Opération RAVIP à Godomey : Un vrai parcours de combattant avant l’inscription

21 avril 2022

La phase complémentaire de l’enrôlement au Recensement Administratif à Vocation d’Identification personnelle (RAVIP) est en cours de déroulement et se poursuit jusqu’au 22 avril prochain. A l’arrondissement de Godomey, les conditions du déroulement de l’opération marquées par une forte affluence et le manque de personnel sur le terrain soumettent les populations à de rudes épreuves.

L’entrée principale de l’arrondissement de Godomey retient l’attention. La forte affluence qui s’y trouve impressionne. L’obligation rappelée aux engins à deux roues d’aller au garde-vélos pour libérer la façade attire aussi l’attention. Une légère altercation intervient. Ceux qui estiment qu’ils n’ont pas assez de temps à passer ne s’y résignent pas. Mais celui qui intime l’ordre insiste. La cour de l’arrondissement grouille de monde. Enfants saisis par la main des grands, adultes, personnes de 3ème âge tous genres confondus, paradent dans tous les sens. En se dirigeant vers l’administration, du côté droit délimité par des tables, autour d’un hangar érigé au ras du mur, l’afflux des visiteurs est plus intensifié. Le ciel menace de pluie et lâche des gouttelettes.

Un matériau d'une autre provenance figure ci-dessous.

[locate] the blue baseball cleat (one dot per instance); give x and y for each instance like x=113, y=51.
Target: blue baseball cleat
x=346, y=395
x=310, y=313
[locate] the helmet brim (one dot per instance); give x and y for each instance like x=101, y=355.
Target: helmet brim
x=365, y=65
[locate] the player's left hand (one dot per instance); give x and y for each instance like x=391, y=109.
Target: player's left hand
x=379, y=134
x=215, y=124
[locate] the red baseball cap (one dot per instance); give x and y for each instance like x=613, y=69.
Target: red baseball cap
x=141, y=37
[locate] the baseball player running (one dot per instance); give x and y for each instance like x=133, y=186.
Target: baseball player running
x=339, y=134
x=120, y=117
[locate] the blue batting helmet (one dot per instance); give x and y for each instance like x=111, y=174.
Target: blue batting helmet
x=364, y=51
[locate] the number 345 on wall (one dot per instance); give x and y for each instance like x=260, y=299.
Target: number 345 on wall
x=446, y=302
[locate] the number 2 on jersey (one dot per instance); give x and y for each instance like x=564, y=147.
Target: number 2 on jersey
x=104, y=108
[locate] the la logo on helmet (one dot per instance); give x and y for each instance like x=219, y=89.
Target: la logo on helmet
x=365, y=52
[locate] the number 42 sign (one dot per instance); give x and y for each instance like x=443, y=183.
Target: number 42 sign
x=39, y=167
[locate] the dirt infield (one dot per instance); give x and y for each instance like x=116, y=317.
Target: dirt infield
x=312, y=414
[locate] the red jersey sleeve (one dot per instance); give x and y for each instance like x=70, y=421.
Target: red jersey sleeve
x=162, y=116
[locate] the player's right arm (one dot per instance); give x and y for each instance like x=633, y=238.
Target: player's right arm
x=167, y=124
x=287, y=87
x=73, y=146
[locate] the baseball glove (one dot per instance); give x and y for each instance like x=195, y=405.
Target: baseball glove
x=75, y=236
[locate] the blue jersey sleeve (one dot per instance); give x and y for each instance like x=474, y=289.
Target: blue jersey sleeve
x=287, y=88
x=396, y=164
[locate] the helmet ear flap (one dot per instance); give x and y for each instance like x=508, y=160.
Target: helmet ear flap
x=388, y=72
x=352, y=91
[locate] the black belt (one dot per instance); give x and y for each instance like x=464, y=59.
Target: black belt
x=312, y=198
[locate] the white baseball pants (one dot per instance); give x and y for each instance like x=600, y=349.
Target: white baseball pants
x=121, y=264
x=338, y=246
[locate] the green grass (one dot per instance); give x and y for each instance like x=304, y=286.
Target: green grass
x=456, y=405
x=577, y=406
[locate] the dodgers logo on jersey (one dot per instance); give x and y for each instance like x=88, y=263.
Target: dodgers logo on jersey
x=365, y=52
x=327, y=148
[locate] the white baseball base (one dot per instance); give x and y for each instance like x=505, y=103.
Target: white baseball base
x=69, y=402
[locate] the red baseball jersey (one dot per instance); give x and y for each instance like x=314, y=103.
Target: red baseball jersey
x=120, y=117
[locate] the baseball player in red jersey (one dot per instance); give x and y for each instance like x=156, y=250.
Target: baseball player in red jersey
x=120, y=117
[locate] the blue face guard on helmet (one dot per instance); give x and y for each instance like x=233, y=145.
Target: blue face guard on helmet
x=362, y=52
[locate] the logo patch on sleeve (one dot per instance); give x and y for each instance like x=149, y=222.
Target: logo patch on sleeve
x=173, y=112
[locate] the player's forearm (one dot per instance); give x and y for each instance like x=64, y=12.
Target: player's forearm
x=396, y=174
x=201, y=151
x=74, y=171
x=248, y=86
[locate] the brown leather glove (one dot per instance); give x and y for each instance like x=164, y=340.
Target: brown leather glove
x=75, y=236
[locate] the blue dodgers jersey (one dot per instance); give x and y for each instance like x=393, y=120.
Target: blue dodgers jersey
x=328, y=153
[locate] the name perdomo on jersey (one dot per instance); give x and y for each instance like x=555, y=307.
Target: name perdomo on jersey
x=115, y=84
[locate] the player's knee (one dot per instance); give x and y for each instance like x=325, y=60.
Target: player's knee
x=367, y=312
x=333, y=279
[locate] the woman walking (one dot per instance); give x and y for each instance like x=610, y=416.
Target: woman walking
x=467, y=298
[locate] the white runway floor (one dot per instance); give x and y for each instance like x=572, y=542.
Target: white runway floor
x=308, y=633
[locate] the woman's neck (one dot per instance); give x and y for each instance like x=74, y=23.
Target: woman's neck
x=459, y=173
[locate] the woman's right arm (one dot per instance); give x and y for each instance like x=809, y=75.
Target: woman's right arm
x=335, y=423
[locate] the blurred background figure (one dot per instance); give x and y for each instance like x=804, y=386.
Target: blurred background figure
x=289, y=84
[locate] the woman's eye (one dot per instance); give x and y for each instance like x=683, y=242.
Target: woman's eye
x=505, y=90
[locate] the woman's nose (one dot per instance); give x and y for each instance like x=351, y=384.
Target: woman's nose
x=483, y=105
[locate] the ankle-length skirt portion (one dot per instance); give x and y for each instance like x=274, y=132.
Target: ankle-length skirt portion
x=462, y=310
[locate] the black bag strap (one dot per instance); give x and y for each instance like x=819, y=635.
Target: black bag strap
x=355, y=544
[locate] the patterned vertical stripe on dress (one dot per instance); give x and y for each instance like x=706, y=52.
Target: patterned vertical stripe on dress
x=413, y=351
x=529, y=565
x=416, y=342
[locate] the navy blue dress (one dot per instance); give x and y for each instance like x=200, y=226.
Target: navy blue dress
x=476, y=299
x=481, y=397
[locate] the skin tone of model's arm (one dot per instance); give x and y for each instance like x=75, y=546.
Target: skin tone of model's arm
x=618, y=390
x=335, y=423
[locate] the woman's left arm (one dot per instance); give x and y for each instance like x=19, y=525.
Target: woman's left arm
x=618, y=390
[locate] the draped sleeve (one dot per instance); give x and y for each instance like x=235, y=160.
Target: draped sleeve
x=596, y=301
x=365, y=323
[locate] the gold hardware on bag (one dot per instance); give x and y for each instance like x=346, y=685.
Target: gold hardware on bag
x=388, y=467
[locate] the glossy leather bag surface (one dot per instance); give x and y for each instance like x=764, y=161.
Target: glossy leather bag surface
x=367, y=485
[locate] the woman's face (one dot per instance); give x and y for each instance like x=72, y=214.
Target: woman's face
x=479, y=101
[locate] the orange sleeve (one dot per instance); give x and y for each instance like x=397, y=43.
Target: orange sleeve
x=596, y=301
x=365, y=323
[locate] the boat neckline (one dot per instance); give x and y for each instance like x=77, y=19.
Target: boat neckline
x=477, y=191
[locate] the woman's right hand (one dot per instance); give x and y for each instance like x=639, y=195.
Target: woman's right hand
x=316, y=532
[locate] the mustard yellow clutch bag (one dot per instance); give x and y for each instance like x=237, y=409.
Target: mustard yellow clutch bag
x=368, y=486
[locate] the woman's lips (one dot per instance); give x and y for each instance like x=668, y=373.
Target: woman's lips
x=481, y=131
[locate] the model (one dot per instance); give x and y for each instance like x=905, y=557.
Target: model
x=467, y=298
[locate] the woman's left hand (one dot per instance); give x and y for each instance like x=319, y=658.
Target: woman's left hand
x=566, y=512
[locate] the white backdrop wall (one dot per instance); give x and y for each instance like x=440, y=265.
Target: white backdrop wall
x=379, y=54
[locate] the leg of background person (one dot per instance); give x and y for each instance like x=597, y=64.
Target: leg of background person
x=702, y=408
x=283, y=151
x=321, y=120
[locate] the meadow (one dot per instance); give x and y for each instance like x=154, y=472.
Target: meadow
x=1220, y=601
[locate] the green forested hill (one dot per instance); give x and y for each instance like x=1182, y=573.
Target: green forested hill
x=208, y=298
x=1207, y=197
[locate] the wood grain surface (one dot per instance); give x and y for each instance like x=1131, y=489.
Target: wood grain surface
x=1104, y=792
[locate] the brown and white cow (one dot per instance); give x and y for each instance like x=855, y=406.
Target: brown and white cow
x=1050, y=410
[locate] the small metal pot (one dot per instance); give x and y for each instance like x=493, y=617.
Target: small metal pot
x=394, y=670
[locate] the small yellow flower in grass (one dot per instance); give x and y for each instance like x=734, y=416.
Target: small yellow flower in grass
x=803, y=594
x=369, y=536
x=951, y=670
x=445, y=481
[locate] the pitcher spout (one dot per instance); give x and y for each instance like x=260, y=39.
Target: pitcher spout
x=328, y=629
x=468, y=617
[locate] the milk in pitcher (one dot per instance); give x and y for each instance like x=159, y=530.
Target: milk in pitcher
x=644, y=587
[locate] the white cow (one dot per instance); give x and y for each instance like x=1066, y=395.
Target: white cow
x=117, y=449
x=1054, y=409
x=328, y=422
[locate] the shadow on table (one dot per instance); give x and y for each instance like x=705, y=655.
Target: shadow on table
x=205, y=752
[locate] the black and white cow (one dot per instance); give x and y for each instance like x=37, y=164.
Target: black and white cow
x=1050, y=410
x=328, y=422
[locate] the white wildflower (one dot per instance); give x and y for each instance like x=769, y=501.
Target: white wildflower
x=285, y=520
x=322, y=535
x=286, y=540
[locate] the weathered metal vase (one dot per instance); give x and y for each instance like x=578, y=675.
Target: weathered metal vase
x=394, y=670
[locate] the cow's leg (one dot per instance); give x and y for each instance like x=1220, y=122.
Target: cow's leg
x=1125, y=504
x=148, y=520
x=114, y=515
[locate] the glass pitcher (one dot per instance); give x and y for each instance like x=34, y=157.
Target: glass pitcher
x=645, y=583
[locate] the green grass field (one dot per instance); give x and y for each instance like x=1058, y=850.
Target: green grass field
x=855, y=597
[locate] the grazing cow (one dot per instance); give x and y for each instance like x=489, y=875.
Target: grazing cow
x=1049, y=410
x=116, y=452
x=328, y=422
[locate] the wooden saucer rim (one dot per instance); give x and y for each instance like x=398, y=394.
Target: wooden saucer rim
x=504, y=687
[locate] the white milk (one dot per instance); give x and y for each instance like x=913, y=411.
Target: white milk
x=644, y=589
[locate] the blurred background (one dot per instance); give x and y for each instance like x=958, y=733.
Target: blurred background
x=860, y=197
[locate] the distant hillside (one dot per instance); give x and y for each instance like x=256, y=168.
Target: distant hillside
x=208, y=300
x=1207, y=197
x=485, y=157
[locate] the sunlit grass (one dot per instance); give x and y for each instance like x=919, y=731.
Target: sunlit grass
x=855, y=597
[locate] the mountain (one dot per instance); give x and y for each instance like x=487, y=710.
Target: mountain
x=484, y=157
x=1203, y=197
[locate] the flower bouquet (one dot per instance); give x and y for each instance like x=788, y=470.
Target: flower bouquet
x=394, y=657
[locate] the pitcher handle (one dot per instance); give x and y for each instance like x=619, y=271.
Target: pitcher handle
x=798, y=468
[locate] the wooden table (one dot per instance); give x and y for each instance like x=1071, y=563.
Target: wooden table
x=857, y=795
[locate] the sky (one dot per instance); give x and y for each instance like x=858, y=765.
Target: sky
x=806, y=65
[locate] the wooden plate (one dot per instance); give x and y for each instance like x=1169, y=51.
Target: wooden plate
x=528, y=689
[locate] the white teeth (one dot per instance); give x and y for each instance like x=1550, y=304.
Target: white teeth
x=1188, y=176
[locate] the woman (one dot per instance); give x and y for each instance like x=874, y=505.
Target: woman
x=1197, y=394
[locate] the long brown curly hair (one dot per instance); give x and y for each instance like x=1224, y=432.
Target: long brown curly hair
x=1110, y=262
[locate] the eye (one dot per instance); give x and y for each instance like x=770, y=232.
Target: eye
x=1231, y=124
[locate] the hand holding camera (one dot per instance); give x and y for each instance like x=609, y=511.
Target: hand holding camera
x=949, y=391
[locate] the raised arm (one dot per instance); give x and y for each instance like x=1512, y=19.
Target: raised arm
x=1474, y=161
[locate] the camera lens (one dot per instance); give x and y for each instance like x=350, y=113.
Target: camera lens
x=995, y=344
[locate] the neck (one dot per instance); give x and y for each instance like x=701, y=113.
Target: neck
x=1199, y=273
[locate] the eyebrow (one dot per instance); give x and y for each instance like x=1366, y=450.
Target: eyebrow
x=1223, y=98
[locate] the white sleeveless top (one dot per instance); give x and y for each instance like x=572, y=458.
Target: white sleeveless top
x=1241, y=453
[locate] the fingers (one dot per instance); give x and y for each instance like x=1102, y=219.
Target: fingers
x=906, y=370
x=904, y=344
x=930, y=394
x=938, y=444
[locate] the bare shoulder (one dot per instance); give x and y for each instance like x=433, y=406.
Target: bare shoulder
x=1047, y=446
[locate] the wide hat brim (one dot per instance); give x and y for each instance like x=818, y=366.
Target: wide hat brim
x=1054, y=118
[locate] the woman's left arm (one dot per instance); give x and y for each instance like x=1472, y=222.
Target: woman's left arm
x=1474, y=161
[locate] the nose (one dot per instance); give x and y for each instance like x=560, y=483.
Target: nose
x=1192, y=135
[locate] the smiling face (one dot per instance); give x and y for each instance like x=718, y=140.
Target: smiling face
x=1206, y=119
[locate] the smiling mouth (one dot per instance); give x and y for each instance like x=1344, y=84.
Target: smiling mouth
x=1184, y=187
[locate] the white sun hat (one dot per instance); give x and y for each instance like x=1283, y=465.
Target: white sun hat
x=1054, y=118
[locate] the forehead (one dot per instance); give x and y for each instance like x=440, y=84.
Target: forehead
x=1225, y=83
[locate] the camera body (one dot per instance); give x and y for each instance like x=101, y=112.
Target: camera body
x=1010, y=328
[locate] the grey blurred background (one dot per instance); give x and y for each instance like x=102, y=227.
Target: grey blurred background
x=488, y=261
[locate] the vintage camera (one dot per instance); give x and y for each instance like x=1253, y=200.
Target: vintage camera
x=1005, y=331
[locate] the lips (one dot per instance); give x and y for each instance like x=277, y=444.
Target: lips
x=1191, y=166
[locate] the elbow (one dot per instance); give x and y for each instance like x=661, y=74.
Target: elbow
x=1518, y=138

Sur des visages, se lisent la fatigue et la désolation. D’autres, désespérément assis à des endroits, attendent avec impatience leur tour. En face du hangar, un rang de foule qui s’écrase peine à bouger. Quant à sa queue, elle s’allonge. Sous le hangar, deux agents enrôleurs, avec en mains une tablette chacune, reçoivent en face d’elles deux personnes. Autour d’elles, sur des tables ou agrippés au mûr, des gens se sont installés.

Des plaintes s’enregistrent
L’engouement pour se faire enregistrer se manifeste. Les étapes à franchir avant d’y parvenir semblent aussi contraignantes que tracassantes. A côté du rang pressant en face des agents enrôleurs, un groupuscule de cinq constitués de vieux et des dames en quête d’informations se bouscule. Une voix masculine s’élève au sein du groupuscule : « Nous voulons faire le RAVIP. Est-ce que c’est bien ici » ? La réponse ne s’est pas fait attendre pendant qu’un agent leur demande de libérer la place : ‘’C’est ici, mais vous devez aller chercher d’abord le numéro d’ordre d’arrivée au portail avant de regagner le rang’’. Retour au portail pour retrouver celui qui délivre le numéro en question. Sur la cour, entre connaissances, des discussions laissent entendre des informations peu encourageantes. « Nous sommes venus de Womey à 1 heure du matin pour nous inscrire. A 5 h du matin, j’ai dû laisser ma femme et les enfants ici pour rentrer et on a pris ‘’zémidjan’’. Je reviens et on me dit que c’est seulement 30 personnes qui ont été retenues sur la liste pour aujourd’hui. Alors qu’il y a 3 jours qu’on fait cette navette ». Un autre reprend : « Je suis venu hier aux environs de 8h30. Ils m’ont dit que la liste est déjà saturée et que je dois venir au plus tard à 1h du matin pour pouvoir être parmi les 15 ou 20 premiers. J’ai passé la nuit ici avec la petite famille mais nous ne nous sommes pas encore fait enregistrer et nous ne savons pas si nous pourrons le faire aujourd’hui ». « Deux agents seulement pour ce monde, même un mois de prorogation de la date ne suffira pas », s’indigne une autre citoyenne. Une personnalité, acteur politique fait son entrée et se dirige droit vers le lieu d’enrôlement avec son équipe. Cette présence pour un constat de visu n’a pas l’air d’agréer un des agents qui ne semble pas prête à éclairer la lanterne des invités observateurs sur le fait que le nombre à enregistrer par jour est limité à 30. Sur insistance, elle a dû démordre. « Il y a ceux qui n’ont pas d’acte de naissance et autres cas. Et il faut pouvoir les ajouter », fait-elle savoir. Les populations devront faire face à de rudes épreuves avant d’entrer en possession du précieux sésame. Pour l’heure, la réalité est la même avec insuffisance du personnel et de matériels.